I did look at Lifetime17's thread a couple times, he does indeed has very nice and beautiful hosts, but I didn't find any mention of the prices anywhere and I was sure it's expensive. The hosts certainly do look expensive, plus, American labor can't be cheap :) But perhaps I should inquire after all.
 
Last edited:

GSS

Well-known member
Joined
Apr 28, 2015
Messages
3,950
Points
113
Yup, you got it as long as the module's are the same size and the 12mm is basicly the standard. DTR started making bigger ones like the 20mm and 25mm a couple years ago more or less for custom builds..

The Thors have a potential to last just like the 301 you have, and a couple members did get one from LPS to review. "Paul and Diachi were the members I believe..
The Thor line of lasers are probably the "only" ok priced units I would recommend from LPS though.
Go with the Thor for now because I promise you it won't be your last laser, not with this hobby, it addictive.. You will learn quickly to build your own soon.. Get some safety glasses PLEASE..
 
Last edited:

LaserRanger

Active member
Joined
Dec 5, 2018
Messages
127
Points
28
Safety glasses for the wavelength you are operating and properly rated for the power output of your laser should be at the top of your list.

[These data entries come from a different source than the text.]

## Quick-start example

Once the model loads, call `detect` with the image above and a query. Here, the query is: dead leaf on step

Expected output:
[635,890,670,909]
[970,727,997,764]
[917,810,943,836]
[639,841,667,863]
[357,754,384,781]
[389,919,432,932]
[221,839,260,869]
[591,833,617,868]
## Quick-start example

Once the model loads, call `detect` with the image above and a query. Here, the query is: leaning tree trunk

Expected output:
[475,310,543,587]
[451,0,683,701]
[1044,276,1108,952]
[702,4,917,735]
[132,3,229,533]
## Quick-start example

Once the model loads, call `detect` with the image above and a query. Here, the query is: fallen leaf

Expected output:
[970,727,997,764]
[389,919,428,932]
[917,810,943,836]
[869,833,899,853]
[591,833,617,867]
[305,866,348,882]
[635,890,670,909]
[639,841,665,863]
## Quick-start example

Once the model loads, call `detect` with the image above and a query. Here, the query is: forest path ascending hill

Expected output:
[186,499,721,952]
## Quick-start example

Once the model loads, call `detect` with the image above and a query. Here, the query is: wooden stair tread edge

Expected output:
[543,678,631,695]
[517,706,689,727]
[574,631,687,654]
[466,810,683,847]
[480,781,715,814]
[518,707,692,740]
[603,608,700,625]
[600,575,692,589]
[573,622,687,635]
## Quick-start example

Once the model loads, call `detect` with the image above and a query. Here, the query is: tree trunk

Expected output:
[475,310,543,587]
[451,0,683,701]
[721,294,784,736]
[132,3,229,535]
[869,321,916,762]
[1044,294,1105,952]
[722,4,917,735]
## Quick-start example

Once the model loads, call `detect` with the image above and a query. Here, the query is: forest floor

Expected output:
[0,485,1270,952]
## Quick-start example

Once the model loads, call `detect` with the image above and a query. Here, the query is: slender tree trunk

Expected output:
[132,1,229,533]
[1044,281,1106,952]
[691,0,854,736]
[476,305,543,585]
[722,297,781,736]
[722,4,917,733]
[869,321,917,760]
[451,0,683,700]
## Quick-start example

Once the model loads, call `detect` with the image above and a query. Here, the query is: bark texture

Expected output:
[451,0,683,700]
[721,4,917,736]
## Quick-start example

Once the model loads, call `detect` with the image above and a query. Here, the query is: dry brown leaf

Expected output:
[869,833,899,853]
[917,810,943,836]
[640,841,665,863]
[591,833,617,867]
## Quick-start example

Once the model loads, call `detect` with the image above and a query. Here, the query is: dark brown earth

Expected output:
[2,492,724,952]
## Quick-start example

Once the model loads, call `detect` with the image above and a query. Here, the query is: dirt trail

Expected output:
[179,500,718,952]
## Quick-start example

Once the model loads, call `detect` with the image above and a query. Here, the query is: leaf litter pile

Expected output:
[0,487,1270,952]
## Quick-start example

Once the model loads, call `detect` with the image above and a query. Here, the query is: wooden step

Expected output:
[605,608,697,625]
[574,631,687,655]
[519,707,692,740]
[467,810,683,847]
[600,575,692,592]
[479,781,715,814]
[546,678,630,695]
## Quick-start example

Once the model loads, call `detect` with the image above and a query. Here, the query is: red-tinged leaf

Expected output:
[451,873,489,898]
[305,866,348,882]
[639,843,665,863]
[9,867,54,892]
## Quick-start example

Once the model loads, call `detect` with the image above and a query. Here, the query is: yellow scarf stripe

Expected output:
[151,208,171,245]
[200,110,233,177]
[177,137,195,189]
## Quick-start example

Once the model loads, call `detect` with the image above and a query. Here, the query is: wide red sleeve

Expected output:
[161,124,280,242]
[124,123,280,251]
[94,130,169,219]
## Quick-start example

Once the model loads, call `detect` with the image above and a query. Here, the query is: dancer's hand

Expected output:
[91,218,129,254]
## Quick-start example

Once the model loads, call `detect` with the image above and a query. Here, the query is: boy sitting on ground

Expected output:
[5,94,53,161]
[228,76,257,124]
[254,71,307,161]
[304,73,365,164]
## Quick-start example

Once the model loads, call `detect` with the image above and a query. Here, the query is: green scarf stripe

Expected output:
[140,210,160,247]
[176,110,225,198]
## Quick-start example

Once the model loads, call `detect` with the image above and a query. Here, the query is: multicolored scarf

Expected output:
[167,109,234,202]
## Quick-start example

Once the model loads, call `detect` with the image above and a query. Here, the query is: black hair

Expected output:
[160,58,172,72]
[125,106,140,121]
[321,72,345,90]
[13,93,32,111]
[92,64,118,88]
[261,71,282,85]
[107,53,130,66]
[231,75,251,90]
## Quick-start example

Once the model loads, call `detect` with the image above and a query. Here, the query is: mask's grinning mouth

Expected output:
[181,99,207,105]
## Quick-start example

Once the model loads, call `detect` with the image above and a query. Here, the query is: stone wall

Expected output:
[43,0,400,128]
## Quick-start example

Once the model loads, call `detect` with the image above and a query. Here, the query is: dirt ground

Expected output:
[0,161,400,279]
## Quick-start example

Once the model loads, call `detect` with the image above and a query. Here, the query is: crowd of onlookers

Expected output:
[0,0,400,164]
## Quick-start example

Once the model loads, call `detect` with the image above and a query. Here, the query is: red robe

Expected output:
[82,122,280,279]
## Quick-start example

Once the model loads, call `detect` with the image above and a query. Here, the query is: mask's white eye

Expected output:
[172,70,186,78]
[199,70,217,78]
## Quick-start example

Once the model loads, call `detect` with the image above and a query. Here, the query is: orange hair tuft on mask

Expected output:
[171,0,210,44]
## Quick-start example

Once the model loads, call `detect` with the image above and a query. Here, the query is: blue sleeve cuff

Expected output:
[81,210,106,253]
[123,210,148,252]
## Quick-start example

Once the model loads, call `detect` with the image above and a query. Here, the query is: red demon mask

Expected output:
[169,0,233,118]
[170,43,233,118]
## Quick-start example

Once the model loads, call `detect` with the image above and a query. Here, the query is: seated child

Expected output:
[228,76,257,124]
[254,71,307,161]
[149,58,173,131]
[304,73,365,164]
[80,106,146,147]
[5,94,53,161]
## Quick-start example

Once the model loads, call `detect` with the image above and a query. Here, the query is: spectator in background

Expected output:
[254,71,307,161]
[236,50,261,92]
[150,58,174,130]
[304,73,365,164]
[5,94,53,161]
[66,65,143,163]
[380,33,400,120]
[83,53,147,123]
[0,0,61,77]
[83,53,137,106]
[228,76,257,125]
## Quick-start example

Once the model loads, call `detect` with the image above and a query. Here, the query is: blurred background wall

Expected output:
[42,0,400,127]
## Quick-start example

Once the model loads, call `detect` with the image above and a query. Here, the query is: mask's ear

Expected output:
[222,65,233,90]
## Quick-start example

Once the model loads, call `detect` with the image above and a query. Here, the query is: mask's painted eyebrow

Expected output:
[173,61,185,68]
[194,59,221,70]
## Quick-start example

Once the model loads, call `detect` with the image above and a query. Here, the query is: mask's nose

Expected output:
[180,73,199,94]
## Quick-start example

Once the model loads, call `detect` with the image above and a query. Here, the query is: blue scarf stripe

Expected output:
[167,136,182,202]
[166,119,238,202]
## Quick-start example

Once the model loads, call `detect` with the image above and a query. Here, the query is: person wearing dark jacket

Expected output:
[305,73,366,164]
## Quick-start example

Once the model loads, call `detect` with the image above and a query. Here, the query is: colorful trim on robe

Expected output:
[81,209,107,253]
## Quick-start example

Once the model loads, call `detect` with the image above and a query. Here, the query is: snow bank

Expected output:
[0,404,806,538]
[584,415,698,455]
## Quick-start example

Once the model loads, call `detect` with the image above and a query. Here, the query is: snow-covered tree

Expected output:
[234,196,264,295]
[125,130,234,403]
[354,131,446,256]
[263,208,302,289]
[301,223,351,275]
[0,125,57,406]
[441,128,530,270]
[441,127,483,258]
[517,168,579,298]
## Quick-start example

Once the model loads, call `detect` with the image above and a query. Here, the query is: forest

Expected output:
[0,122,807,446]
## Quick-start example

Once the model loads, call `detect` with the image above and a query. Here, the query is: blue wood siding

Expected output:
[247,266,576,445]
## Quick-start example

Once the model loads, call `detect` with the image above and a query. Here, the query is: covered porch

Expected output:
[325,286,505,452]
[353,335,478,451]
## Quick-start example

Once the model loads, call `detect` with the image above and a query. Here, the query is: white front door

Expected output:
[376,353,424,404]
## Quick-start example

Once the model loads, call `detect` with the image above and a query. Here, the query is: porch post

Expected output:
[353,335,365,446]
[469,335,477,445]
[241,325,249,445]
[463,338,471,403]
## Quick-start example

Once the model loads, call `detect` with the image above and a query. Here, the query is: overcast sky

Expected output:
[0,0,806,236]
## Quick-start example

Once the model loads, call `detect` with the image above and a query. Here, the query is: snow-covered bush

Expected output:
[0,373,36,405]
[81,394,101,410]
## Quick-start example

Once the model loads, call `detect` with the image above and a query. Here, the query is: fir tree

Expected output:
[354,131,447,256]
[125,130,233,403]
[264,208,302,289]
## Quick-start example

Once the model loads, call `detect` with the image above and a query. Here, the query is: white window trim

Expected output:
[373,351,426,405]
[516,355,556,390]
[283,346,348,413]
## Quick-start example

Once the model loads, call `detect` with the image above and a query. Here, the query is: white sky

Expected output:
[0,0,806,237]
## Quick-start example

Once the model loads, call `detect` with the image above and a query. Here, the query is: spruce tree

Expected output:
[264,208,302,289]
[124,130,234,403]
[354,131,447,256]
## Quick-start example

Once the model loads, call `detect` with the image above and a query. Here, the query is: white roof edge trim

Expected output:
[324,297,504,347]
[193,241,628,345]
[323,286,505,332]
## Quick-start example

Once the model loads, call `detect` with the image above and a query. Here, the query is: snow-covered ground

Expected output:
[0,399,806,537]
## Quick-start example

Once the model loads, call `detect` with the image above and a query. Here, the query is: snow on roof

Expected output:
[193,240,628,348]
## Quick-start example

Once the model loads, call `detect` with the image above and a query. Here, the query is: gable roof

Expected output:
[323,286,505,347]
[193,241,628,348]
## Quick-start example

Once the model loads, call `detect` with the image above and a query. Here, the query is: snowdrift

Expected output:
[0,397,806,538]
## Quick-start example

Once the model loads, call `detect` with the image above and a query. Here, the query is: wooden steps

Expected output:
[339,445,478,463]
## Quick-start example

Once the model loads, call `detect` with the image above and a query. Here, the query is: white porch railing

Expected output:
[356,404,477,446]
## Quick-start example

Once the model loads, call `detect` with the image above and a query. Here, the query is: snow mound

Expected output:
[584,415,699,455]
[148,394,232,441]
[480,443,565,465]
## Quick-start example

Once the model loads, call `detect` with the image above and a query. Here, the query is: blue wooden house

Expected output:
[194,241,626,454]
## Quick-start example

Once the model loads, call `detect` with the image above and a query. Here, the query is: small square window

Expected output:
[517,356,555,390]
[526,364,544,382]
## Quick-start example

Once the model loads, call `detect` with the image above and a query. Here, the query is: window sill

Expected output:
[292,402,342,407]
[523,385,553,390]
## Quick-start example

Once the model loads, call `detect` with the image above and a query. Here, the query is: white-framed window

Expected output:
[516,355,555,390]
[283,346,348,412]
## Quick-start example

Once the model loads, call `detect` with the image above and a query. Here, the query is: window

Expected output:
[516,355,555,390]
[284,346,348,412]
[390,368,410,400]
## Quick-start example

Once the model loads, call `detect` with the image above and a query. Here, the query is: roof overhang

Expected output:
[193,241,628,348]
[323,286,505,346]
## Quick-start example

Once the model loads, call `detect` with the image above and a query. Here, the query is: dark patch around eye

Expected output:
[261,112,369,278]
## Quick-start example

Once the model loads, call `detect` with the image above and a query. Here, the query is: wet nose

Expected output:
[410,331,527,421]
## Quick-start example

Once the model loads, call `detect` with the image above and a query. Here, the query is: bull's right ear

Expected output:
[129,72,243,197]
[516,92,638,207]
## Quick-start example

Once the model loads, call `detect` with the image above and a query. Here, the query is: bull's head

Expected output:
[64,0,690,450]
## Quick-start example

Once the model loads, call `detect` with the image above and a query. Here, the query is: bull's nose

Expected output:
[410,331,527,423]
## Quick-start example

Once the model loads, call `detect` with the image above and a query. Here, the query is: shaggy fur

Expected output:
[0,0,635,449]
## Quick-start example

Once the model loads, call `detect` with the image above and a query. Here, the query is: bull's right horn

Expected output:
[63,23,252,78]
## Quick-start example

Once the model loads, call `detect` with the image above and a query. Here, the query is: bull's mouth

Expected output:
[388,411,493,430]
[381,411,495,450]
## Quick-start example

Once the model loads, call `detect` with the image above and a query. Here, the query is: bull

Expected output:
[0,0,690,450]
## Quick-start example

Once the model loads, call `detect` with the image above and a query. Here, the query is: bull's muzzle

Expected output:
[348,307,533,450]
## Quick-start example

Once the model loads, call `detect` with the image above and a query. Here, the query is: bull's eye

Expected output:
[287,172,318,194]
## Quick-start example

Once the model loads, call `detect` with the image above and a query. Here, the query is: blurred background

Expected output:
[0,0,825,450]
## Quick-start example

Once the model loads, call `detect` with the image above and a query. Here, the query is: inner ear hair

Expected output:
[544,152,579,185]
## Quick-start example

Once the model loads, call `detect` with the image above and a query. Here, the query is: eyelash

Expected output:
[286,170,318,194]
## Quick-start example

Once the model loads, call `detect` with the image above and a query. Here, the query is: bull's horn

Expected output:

This is a fun hobby but it can easily leave you blind if you are not careful
 

RedCowboy

Well-known member
LPF Site Supporter
Joined
Jul 10, 2015
Messages
7,460
Points
113
The cheap lasers such as ebay thor could be made from a diode pulled from a well used machine and as they are often overdriven to achieve the advertised output a virgin diode won't heat fade as fast and will output at a higher efficiency.

Fact is a lot of the better divergence blue multi mode repurposed projector diodes come from machines no longer in production, well the m-140 and ndb7875 are popular and cheap when salvaged from high hour machines and that cheap is attractive to Chinese builders so that's likely what you will get, but anything is possible..........I really prefer new/virgin diodes, tin pin NEW pulls are just fine.

Also think about the quality and thickness of the host/heat sink and your duty cycle, lasing has a way of making time go by faster than you think and a heavier heat sink is your friend when having fun.

So if the difference is 150.00 vs. 70.00 and the unit will be used diode/thin heat sink vs. new diode/heavier heat sink I would go with the 150.00 option, but live and learn, if 70.00 gets your feet wet comfortably then go for it, just stay safe 1st and foremost.
 
Last edited:

VioletGiraffe

Member
Joined
Jun 19, 2017
Messages
36
Points
8
Thank you for the tips, I was just starting to see the info about used LDs being in wide circulation, didn't connect the dots yet to realize the cheap Chinese pointers utilize used LDs. And I understand what you're saying with that $70 vs. $150 argument, starting to appreciate your point of view. Time is also money, especially the time not spent worrying about a poorly performing or malfunctioning pointer. I'm not rich enough to buy cheap products, as the saying goes. That's not the kind of a difference that makes anyone go bankrupt.
 

paul1598419

Well-known member
Joined
Sep 20, 2013
Messages
14,600
Points
113
I and diachi got two Thor H2 445nm lasers that run off two 26650 batteries to review. They output a little better than 1.6 watts on high and up to half that on low power. These are still sold on laser pointer store's website for $89.00 and are not bad at all. I still run mine at least once a month and they use a three element lens which is the reason for the lower power, but have a nice tight dot. They are a pretty hefty host and mine can run several minutes without getting warm to the touch. You can look for the reviews if you are interested. I did one and diachi did another one.